Si El libro uruguayo de los muertos abre las puertas de un mundo paralelo poblado por los fantasmas que conviven con nosotros día a día, no será de extrañar que el propio libro tenga su fantasma.

“Pienso como libros-fantasma aquellos que aparecen en forma paralela a la edición original.  Bastante simples.  Sin tapas, engrapados, en cuya portada contengan sólo la información del libro original como una manera de vincular las dos instancias: la del libro publicado y la de su presencia inmaterial.  Sería la primera editorial, creo, que en lugar de aprisionar la información convirtiéndola en un coto cerrado, serviría como verdadero vehículo de aceleración y distribución de ideas.”

El libro-fantasma de El libro uruguayo de los muertos (que el lector puede conseguir con sólo solicitarlo a la editorial, pero que debería encontrar de formas más casuales y sorprendentes, más propias de un fantasma) es un cuadernillo que recoge algunas de las fotografías de Bellatin que el autor menciona —directa o indirectamente— en el libro convencional, cada una de ellas acompañada de un fragmento del libro.

Este formato no sólo permite la aparición, como si de un espectro artístico se tratara, de formatos más libres, menos ligados a las servidumbres del mercado editorial, que emanen directamente del ejemplar publicado.  En este caso, el libro-fantasma permite al autor hacer llegar al lector las fotografías que, en cierto sentido, sirvieron para generar el texto y que, por tanto, forman parte de un mismo producto artístico y, más que ilustrarlo, lo explican.

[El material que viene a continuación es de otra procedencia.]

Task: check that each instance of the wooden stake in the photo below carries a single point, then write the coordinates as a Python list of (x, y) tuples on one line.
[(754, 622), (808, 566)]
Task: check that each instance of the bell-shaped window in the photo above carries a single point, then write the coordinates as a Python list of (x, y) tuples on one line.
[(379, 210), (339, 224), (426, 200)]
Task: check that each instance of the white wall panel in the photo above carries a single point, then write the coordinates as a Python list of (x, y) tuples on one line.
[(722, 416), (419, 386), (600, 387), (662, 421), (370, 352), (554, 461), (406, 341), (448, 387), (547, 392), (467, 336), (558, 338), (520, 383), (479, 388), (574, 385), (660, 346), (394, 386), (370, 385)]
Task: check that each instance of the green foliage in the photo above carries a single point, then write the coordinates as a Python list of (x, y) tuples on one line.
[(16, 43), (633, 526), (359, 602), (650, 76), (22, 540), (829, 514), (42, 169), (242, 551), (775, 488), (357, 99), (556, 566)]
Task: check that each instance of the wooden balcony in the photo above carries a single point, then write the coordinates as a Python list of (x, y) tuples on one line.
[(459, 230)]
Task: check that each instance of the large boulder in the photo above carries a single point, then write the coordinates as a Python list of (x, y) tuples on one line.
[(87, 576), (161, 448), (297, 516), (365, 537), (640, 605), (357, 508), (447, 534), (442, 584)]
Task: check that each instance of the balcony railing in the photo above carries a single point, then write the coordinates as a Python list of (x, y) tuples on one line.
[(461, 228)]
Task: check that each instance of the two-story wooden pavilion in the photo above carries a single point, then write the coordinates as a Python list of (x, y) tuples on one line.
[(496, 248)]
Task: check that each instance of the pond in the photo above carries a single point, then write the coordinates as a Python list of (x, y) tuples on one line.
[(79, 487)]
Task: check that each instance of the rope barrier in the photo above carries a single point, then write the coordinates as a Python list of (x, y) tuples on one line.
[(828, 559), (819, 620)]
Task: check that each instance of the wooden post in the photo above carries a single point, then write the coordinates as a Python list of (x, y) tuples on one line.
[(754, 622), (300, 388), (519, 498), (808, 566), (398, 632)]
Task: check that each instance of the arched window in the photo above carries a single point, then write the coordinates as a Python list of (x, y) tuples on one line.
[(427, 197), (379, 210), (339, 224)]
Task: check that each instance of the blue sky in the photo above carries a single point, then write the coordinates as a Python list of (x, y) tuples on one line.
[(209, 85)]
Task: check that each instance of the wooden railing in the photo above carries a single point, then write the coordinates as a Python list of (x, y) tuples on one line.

Bellatin-libro_fantasma_01

“Estoy con una gripe fuerte.  Parece hacer interferencia con los supuestos efectos secundarios de la medicina que experimento —muy cara, casi impagable—, que se cree voy a poder ahora sí soportar sin malestares mayores.  Entonces el dilema de mi vida se plantea de la siguiente manera:  ¿Cómo es posible, si uno está buscando en realidad un recodo amable donde morir, que deba gastar de pronto mucho dinero para conseguir un medicamento que va a producir lo contrario?”

 

Bellatin-libro_fantasma_02

“Parece que la mayoría de los muñecos de los que me habló Sergio Pitol se encuentran instalados cerca del mar.  Precisamente en el malecón que abarca casi todo el frente de la bahía.  Los colocados en aquel sitio dan la impresión de ser los más baratos o los que han sido almacenados en condiciones inadecuadas.  Algunos de ellos incluso parecen peligrosos.  El riesgo consiste en que sus instalaciones eléctricas presentan un estado por lo regular defectuoso, y si alguna persona llega a tocar sus superficies puede verse afectada de pronto por una riesgosa descarga de energía.  Precisamente los del malecón son lo muñecos en los que menos se puede confiar.”

 

 

Bellatin-libro_fantasma_03“Como lo sabes, no puedo escribir en este momento y tengo muchas cosas por entregar.  Las fotos ocupan casi todo el espacio.  Como que sellan la escritura.  Terminan por decir lo que la escritura planteó y está imposibilitada, por su carácter mismo de abstracción, de concluir.  Le es difícil, por ejemplo, mostrar de un solo golpe lo simultaneo en el tiempo y en el espacio.  La relación entre lo vivo y lo muerto.  La convivencia de lo falso con lo verdadero.

Cada vez me aburre más escribir y me entusiasma con mayor fuerza hacer fotos.  Utilizo una cámara de plástico de mi infancia, una Diana, y otra de cartón y madera, hecha a mano, sin lente.

Descubro en este dejar de trabajar, en este punto ausente, algo curioso que ya te he mencionado: que cada vez mis textos son peores y mis fotos de mejor calidad.”